Kennedy: Don't sneeze while using FaceTime

I can't keep up with technology.

Just the other day, my 10-year-old son was talking to a friend on the telephone -- only he wasn't using a telephone. He was using something called an iPod Touch, and his friend's smiling face was right there on the little display screen.

I'm told this is something called FaceTime, which is a little piece of high-tech magic that somebody forgot to tell me about. When I was a kid, we were still tying bean cans together with kite string.

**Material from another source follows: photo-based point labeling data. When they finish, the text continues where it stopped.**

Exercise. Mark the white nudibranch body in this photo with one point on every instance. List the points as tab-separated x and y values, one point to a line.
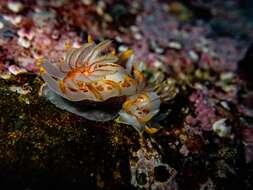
93	73
88	74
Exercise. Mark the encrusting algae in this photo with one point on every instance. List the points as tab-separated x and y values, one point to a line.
93	76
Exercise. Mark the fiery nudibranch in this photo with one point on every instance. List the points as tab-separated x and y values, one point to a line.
93	73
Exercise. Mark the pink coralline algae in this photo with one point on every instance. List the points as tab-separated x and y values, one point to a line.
204	112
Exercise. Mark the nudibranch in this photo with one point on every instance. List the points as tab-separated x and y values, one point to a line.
89	73
139	109
93	75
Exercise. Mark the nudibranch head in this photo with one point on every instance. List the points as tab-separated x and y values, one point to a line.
139	109
89	73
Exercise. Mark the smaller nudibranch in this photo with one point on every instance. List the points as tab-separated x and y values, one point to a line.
139	109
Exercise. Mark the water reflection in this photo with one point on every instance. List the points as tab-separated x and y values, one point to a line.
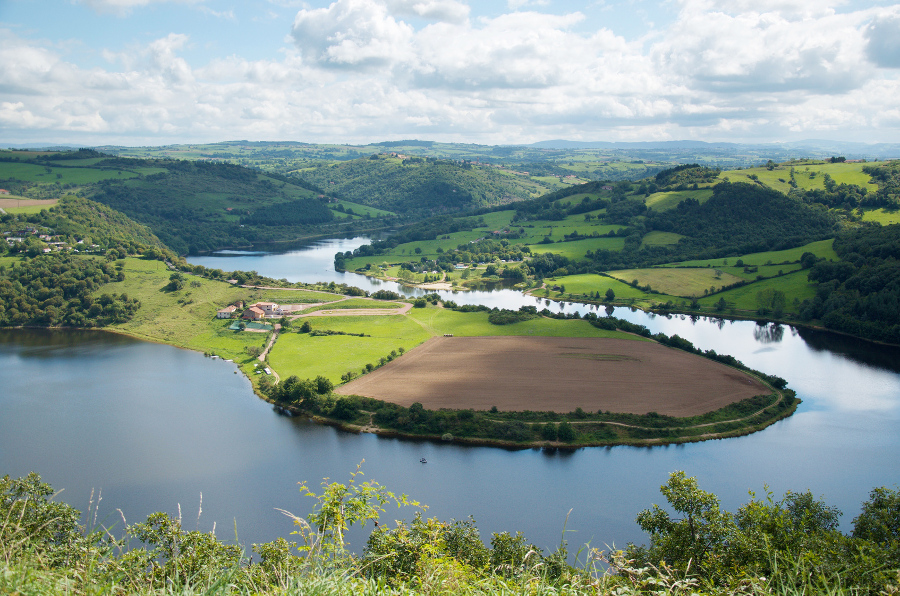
154	426
766	333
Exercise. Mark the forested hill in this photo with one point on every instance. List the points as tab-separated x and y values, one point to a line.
422	185
744	218
199	206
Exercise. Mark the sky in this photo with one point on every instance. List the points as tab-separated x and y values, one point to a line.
153	72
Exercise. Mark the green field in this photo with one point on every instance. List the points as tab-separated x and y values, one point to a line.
358	210
686	283
662	201
440	321
795	286
660	239
352	303
186	317
882	216
40	174
576	249
29	209
809	175
588	283
822	249
333	355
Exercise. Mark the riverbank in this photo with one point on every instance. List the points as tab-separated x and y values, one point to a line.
355	339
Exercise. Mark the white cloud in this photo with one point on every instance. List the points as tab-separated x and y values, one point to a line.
450	11
517	4
123	7
351	34
883	41
781	50
356	70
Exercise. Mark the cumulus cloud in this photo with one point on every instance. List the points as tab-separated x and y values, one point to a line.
375	69
883	41
780	49
450	11
351	34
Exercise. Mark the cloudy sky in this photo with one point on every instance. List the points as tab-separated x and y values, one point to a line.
137	72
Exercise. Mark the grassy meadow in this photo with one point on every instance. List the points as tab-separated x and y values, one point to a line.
333	355
661	201
577	249
794	285
352	303
186	317
882	216
686	283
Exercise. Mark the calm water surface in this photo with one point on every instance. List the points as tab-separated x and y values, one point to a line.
154	427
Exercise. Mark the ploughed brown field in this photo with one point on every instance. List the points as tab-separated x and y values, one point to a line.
556	374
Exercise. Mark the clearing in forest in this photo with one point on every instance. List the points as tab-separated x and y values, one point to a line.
556	374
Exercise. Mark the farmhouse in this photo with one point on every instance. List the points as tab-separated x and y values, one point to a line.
269	309
226	313
254	314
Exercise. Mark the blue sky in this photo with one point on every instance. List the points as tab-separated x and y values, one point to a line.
138	72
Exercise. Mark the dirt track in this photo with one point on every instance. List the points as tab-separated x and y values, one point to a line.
559	374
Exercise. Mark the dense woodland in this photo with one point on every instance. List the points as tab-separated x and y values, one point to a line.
52	290
185	205
419	185
860	294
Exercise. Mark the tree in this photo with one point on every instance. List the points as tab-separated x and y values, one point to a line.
699	526
565	432
176	282
880	518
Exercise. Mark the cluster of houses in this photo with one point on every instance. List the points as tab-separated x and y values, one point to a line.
53	243
254	312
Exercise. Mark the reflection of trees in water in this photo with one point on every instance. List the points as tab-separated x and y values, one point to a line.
857	350
768	334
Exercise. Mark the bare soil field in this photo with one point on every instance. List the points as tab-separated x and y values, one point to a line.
556	374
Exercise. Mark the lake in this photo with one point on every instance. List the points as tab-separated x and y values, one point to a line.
153	427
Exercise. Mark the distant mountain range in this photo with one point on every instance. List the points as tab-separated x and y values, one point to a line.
818	146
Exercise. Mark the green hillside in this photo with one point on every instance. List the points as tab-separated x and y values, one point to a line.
417	185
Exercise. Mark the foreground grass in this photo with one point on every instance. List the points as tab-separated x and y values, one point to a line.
788	547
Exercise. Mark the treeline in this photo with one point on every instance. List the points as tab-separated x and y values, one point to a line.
575	428
738	219
76	220
292	213
57	290
860	294
196	206
425	186
887	177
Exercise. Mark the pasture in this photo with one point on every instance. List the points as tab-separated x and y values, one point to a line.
577	249
662	201
556	374
882	216
822	249
14	204
331	356
796	288
684	282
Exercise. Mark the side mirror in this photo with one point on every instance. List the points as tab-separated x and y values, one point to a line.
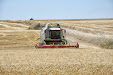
45	31
64	31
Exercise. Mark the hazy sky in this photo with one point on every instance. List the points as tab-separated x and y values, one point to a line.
55	9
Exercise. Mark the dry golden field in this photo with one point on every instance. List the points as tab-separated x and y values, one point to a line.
18	55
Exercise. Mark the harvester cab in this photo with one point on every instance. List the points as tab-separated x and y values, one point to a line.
52	35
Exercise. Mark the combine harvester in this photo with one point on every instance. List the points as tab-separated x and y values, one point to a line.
52	36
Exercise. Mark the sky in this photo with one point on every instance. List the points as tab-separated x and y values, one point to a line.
55	9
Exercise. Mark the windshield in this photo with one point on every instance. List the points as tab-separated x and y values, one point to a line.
55	34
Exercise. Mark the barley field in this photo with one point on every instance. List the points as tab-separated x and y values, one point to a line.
19	57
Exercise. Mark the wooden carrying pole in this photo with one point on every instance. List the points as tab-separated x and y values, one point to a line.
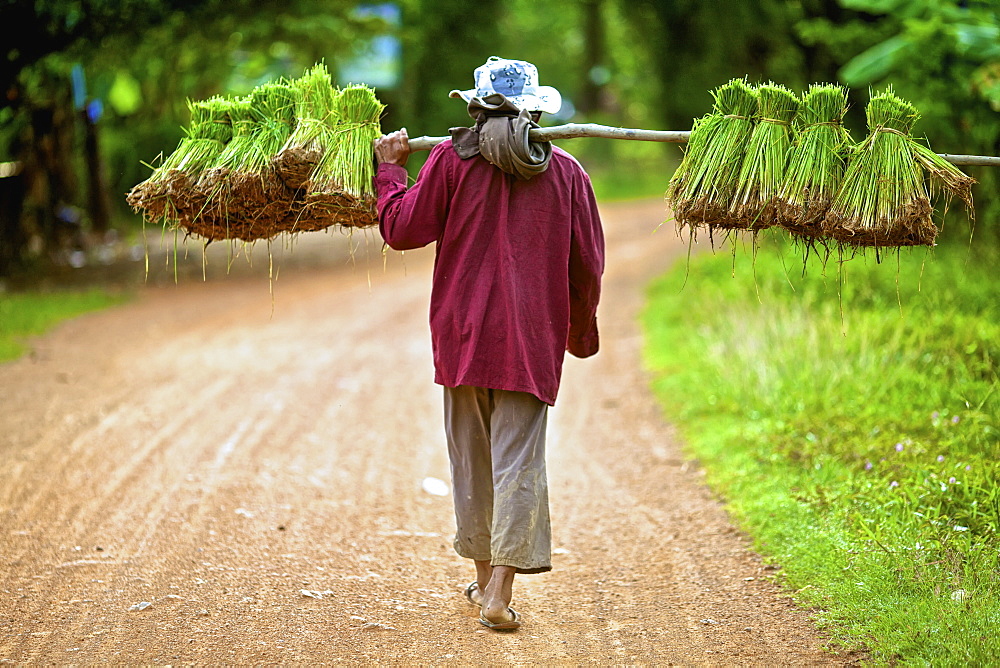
574	130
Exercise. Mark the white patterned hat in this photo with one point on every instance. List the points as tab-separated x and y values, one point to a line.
516	80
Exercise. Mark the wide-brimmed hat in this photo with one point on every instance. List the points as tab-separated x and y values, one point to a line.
517	80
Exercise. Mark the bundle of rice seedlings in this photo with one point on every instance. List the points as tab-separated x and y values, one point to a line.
885	199
316	119
817	160
341	186
763	169
242	123
263	126
209	131
701	190
163	193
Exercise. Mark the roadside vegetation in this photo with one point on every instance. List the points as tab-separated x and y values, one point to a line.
27	314
851	419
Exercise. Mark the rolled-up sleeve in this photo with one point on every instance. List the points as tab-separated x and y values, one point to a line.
412	217
586	266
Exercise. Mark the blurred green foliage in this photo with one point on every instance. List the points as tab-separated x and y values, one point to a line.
850	415
640	63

I've been waiting for picture phones to arrive since 1963, when I saw George Jetson getting blessed out on a space phone by his boss at Spacely Space Sprockets.

You'd think I'd have read a headline about this FaceTime thing in The New York Times instead of having to pick up my jaw when my son walked through the living room taking into an iPod 6 inches away from his nose. (He was bumping into furniture as he walked, by the way, which resulted in a major deduction of style points.)

Still, I was impressed with his mastery of this gadgetry until he asked me a few days later: "Dad, I don't feel so good. Can you catch a cold from somebody on FaceTime?"

"I'm going to assume that you're joking and not answer that," I said, wondering what kind of twisted logic had allowed him to imagine a Wi-Fi sneeze.

Every new technology requires a learning curve. The other day I was trying to figure out the navigation system on my wife's recently purchased used car, when I took a wrong turn on I-24 with the whole family in tow.

Somehow the exit dumped us out on south Broad Street directly in front of a little cinder-block building with a big neon sign that read: "Books. Videos. Toys."

Adults, use your imaginations. Children, you may stop reading now and go play with FaceTime.

In the car, I said a quick prayer, but it wasn't quick enough.

"Daddy, can we stop at that store?" asked my 5-year-old son.

"Yeah, we like books, videos and toys," chimed in my 10-year-old son.

Why do we teach children to read? It just causes problems.

My wife and sister, who were also in the car, thought this would be an ideal time to break out into convulsive laughter, leaving me to deal with the boys' questions alone. As Ricky Ricardo used to say: Daddy had some "splainin' " to do.

Y'all, I couldn't even think of a good lie, so I tried to change the subject.

"Who wants to get a Slushy at the Kangaroo store?" I asked hopefully.

"Not me. I want to go to the toy store," my 5-year-old insisted.

"Yeah, why can't we go to the toy store?" chimed in my 10-year-old.

After about five more minutes of tortured conversation, the boys finally gave up and moved on to some other form of backseat begging.

Here's the piece of personal technology I want: A motorized, soundproof, Plexiglas wall that separates the front seat from the back seat in all family vehicles.

If somebody -- son, sister, wife -- wants to talk to me they can go old school and hold up a sign.

Then, after some careful contemplation, I get to decide who gets face time and who doesn't.